Biggest scare is how much it's costing for stuff and wondering if we are getting ripped off. $4000 to paint walls, doors, ceiling etc internal. Electrical and plumbing are huge as well  :Frown:  
And the there's all the accessories - kitchen cabinets, sink, d/w, shower base and screen for ensuite, vanities for both ensuite and bathroom....... 
Anyway, looking forward to getting some further information here and chatting to like minded people. 
Cheers, Mr & Mrs Maxxedout

----------


## OBBob

> Hi - 
> Hubby and I have done basic reno on our own home (painting and tiling) and have started to renovate our rental property but this time it's a big job.
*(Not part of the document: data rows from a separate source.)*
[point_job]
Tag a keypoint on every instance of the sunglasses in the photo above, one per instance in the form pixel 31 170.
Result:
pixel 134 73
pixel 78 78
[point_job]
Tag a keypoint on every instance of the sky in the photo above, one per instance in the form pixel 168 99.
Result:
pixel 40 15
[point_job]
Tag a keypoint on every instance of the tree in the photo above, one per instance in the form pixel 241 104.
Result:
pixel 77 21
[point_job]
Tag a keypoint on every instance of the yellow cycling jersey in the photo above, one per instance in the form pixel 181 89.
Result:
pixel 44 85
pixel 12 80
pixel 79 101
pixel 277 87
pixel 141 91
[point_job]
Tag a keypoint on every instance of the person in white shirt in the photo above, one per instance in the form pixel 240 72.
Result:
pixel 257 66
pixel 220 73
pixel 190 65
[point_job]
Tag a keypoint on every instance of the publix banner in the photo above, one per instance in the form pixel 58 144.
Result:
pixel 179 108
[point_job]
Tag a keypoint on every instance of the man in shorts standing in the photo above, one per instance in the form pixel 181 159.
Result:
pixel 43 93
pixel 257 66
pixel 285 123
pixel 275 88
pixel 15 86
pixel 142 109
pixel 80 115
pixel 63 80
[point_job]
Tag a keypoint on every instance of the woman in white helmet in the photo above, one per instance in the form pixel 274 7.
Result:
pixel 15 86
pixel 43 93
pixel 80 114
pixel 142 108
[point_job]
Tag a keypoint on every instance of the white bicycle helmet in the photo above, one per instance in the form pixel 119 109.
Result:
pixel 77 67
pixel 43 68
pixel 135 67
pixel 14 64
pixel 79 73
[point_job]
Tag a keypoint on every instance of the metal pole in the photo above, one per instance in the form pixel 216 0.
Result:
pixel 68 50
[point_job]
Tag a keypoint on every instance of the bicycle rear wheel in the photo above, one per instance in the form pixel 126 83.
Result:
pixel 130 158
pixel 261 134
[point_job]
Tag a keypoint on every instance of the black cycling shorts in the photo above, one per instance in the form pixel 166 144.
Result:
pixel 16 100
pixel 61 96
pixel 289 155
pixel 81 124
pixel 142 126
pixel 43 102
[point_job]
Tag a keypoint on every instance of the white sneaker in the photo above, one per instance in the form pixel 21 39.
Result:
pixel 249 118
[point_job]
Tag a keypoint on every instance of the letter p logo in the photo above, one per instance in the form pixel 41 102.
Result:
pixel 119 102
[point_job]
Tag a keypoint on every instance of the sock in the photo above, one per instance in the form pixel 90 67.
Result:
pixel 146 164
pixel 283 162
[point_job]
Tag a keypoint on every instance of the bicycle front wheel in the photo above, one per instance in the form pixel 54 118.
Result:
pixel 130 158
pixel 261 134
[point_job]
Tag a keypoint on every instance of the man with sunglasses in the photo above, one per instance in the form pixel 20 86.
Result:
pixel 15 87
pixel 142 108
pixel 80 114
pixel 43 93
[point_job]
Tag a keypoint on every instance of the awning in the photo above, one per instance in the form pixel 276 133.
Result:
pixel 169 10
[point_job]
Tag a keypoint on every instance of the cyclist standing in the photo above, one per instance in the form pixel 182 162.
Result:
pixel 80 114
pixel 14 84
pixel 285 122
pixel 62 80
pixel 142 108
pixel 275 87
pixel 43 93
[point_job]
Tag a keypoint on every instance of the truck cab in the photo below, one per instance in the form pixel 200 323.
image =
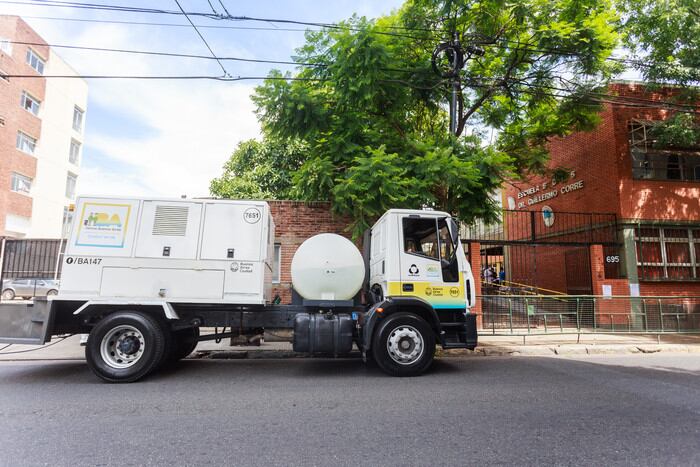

Completely gutted the house and doing new kitchen, splitting semi-ensuite into ensuite and main bathroom, new laundry, changing lighting to down lights, painting and new tiles & carpet.  
> Biggest scare is how much it's costing for stuff and wondering if we are getting ripped off. $4000 to paint walls, doors, ceiling etc internal. Electrical and plumbing are huge as well  
> And the there's all the accessories - kitchen cabinets, sink, d/w, shower base and screen for ensuite, vanities for both ensuite and bathroom....... 
> Anyway, looking forward to getting some further information here and chatting to like minded people. 
> Cheers, Mr & Mrs Maxxedout

  Welcome. I guess the big challenge with a rental property is over capitalising, it could take some time to recover what you spend.  
Anyway, are you getting multiple quotes for the work you are having done?

----------


## Maxxedout

Yes, the painting quotes all falls within $500 of each other. Hubby said that wasn't too bad as the last one we had done was $3200 with us providing paint.

----------